Io non vi ho mai autorizzati a pretendere qualcosa da me, non posso svendermi solo perché qualcuno dice che la società è competitiva e che bisogna dimostrare quanto si vale, oppure perché uno qualunque di voi arriva e mi lancia un’esca emotiva per costringermi a fare qualcosa. Tu pensi davvero che io sia un idiota qualunque che cede subito appena gli si fa leva sull'orgoglio? Secondo te, quanta voglia ho di stare al tuo gioco e di farti contento?

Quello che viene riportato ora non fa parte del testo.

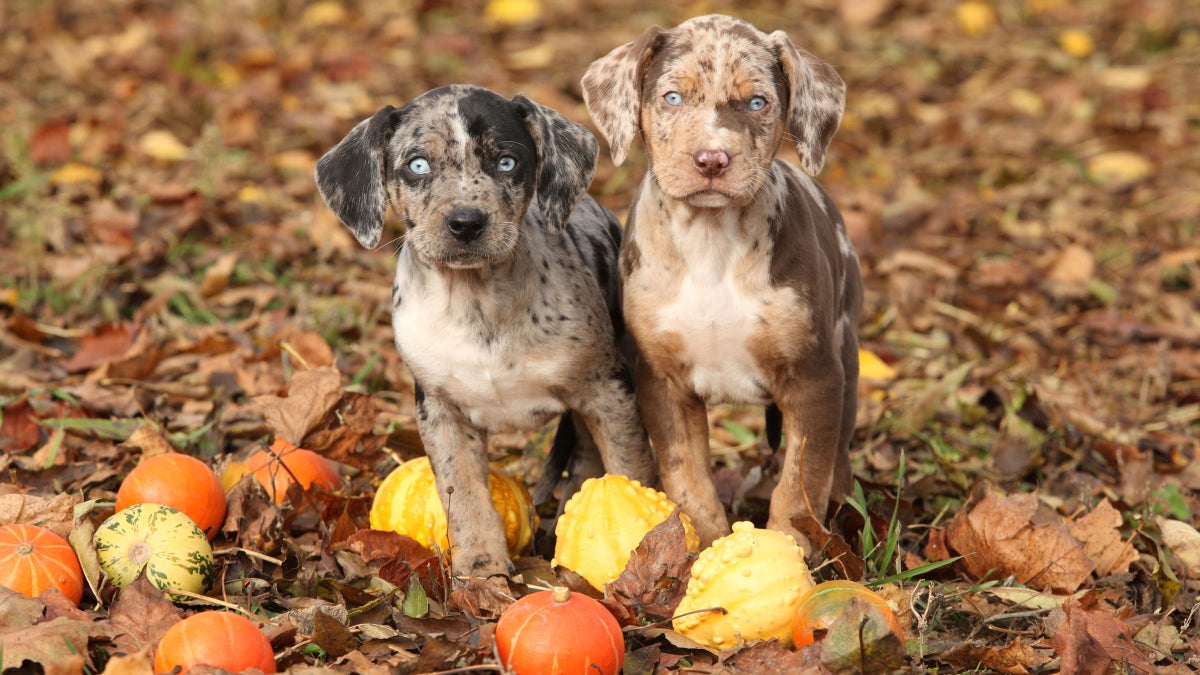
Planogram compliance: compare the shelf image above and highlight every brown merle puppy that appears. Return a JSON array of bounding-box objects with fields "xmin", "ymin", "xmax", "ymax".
[
  {"xmin": 583, "ymin": 16, "xmax": 862, "ymax": 548},
  {"xmin": 317, "ymin": 85, "xmax": 655, "ymax": 575}
]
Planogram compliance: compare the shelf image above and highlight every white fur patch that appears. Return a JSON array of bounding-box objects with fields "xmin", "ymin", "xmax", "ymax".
[
  {"xmin": 658, "ymin": 207, "xmax": 785, "ymax": 404},
  {"xmin": 392, "ymin": 251, "xmax": 566, "ymax": 431}
]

Sul serio, non vi rendete conto di quanto non mi interessi se siete in buona fede, se avete davvero ragione e se questo qualcosa che volete tirarmi fuori potrebbe fare bene a me e voi: io non faccio proprio un cazzo di niente, piuttosto mi chiudo come un riccio solipsistico e passo la vita a protestare con lo sciopero della volontà. Non starò mai al vostro gioco di società, non vi concederò un’unghia di vera partecipazione, almeno finchè non smetterete di pretendere in questo modo che io lo faccia.
Se mi lascerete in pace, se mi risparmierete le vostre convinzioni e convenzioni sociali del cazzo, se mi tratterete come un’anima indipendente che non è assolutamente tenuta a conformarsi alle vostre stronzate, allora forse i vostri giudizi torneranno a contare qualcosa.
E insomma, è complicato spiegare come ci sono arrivato, ma finalmente adesso ho davvero la misura di quanta vita ho dedicato ad essere stupido, nonchè di quanto sia stato quasi sempre questo mio orgoglio a determinare le mie scelte. È stato lui, non è stata la mia volontà, c'era lui a tirare i fili, adesso lo so, e non mi interessa se il mio orgoglio è pur sempre roba mia: il bastardo non dovrà mai più azzardarsi a scegliere per me.
Sono troppo orgoglioso per permetterglielo.